A few notable farmers just barely surviving with help from the government:
- David Letterman, of CBS (CBS) Late Night fame.
- Scottie Pippen.
- Ted Turner, founder of CNN (TMX).
- Sam Donaldson, ABC (DIS) news anchor.
- Ken Lay (no longer receiving subsidies, obviously).
As described by the United States Department of Agriculture, the Conservation Reserve Program is meant to "provide technical and financial assistance to eligible farmers and ranchers to address soil, water, and related natural resource concerns on their lands in an environmentally beneficial and cost-effective manner."
People earning tens of millions of dollars a year are being paid not to cultivate their land, thanks to a section of the Farm Bill called the Conservation Reserve Program.
If you're not a struggling farmer like Ted Turner, don't worry - you can still get your share.
In a report by the Washington Post, a retired asphalt contractor in Texas named Donald Matthews built a home on an 18-acre suburban parcel of land that was long ago used to grow rice.
Under a federal agriculture program, this entitles him to about $1,300 in annual subsidies. Matthews was quoted as saying he doesn't want the money and would rather it go to actual farmers, but was told it would just go to other homeowners.
A classic "only in America" headscratcher?
Overseas, humble farmers just barely scraping by -- farmers like the Queen of England, who received £769,000 between 2003 and 2005 to help run her Sandringham estate and Windsor Castle -- are able to maintain a modest standard of living thanks to agricultural subsidies.
Interestingly, one wealthy Brit collected approximately £168,000 in subsidies for his organic farm in Gloucester between 2003 and 2004 - and he actually works the land.
Researcher Doug Koplow of the Geneva-based International Institute for Sustainable Development writes, "Virtually every production input and production stage of ethanol and biodiesel is subsidized somewhere in the country; in many locations, producers can tap into multiple subsidies at once."
This includes such small-time producers as Archer Daniels Midland (ADM), 43% of whose annual profits are from products "heavily subsidized or protected by the American government," as was noted by the libertarian Cato Institute's James Bovard in his seminal 1995 case study "Archer Daniels Midland: A Case Study In Corporate Welfare".

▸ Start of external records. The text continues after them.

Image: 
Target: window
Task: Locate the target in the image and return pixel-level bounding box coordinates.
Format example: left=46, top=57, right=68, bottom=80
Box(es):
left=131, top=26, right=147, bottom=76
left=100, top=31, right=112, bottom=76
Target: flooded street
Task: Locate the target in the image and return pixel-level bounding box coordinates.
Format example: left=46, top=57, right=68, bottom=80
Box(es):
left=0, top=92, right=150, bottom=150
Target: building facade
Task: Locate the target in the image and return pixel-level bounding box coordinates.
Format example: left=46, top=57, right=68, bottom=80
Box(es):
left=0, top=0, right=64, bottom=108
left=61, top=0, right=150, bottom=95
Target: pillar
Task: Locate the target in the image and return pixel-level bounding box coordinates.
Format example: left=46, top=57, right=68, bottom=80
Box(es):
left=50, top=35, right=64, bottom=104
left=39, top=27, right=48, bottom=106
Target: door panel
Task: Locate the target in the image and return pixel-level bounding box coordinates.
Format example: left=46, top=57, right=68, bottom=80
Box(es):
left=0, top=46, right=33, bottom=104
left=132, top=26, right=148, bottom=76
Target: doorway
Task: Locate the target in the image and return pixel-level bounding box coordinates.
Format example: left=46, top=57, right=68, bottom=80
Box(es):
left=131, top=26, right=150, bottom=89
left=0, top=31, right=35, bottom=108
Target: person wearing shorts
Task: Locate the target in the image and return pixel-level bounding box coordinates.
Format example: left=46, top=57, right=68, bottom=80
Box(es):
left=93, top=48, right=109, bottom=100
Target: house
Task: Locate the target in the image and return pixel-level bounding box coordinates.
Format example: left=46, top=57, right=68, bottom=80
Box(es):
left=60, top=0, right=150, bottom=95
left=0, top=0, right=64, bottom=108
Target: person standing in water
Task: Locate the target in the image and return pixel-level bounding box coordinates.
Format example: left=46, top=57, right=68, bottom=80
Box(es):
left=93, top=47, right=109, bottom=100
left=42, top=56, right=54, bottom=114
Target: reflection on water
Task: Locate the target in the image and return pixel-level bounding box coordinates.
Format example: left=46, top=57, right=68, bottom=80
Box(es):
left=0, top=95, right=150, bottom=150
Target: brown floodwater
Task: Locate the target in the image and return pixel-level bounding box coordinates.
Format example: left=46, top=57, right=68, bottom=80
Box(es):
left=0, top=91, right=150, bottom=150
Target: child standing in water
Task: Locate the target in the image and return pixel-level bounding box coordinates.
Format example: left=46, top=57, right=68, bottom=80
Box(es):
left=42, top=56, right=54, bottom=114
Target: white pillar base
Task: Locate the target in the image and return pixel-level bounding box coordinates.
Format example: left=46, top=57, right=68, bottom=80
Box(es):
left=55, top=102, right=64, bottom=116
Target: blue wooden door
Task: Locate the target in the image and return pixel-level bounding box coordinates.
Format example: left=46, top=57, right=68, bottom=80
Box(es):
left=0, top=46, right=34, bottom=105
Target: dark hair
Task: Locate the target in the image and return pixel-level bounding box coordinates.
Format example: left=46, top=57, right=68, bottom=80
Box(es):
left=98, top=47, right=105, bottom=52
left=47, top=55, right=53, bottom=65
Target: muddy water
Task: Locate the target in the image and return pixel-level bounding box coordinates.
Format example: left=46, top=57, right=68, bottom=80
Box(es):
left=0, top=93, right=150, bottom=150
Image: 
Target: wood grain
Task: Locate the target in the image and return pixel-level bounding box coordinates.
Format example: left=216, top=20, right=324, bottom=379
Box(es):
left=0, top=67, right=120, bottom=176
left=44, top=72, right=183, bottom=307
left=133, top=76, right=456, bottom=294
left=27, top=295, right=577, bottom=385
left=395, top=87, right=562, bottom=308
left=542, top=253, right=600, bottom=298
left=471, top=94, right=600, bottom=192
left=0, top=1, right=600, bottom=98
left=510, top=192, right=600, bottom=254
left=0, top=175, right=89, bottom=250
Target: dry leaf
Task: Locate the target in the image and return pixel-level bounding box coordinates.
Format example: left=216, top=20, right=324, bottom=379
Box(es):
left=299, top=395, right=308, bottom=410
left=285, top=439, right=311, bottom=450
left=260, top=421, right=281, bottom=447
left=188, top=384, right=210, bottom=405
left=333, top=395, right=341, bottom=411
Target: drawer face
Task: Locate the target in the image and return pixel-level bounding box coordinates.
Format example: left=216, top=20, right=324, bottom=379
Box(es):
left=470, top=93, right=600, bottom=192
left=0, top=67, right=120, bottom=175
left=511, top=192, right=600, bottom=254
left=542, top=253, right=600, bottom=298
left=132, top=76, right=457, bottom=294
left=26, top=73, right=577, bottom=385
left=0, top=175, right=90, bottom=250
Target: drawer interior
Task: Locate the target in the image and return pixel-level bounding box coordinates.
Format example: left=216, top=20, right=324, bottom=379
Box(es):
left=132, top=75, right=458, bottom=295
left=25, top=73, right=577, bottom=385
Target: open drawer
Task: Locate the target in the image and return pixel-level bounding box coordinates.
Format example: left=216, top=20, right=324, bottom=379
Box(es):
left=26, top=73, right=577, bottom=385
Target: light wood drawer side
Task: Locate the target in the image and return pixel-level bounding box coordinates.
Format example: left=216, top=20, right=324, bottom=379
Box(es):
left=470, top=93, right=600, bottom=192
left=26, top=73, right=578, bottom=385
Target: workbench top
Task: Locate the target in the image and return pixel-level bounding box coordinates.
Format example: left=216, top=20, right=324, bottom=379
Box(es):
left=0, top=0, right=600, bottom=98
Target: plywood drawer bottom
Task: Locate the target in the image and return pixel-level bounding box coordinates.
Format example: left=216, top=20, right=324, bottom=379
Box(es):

Archer Daniels' revenues last year were $44 billion. Assuming Bovard's figures have remained constant (one would assume the 43% quoted would now be a bit low, given the increase in corn used for ethanol,) $18,920,000,000 of that came partially from your pockets-and mine.
As more and more corn is used to create ethanol for fuel through heavily subsidized corn production, people in other countries are rioting because there's no affordable corn for them to eat.
A statement released by 20 developing nations including China, Mexico and Argentina said, "The unfair competition brought by subsidies hinders the process of market liberalization by developed and developing countries alike."
I asked my favorite Houstonian free marketeer, Ryan Krueger, to comment. His answer shed light on an even bigger issue.
"A convenient truth about free markets is they would help the poor even more then the rich trying to save them all the time," he said. "Instead of giving, how about hiring? Poverty often shares an address with fertile pieces of land that could be farmed if not for crushing import taxes to bring many crops into the United States and Europe. Many countries would rather send us food they could sell than be given food out of guilt."
Something to consider over your morning bowl of General Mills' (GIS) Corn Flakes.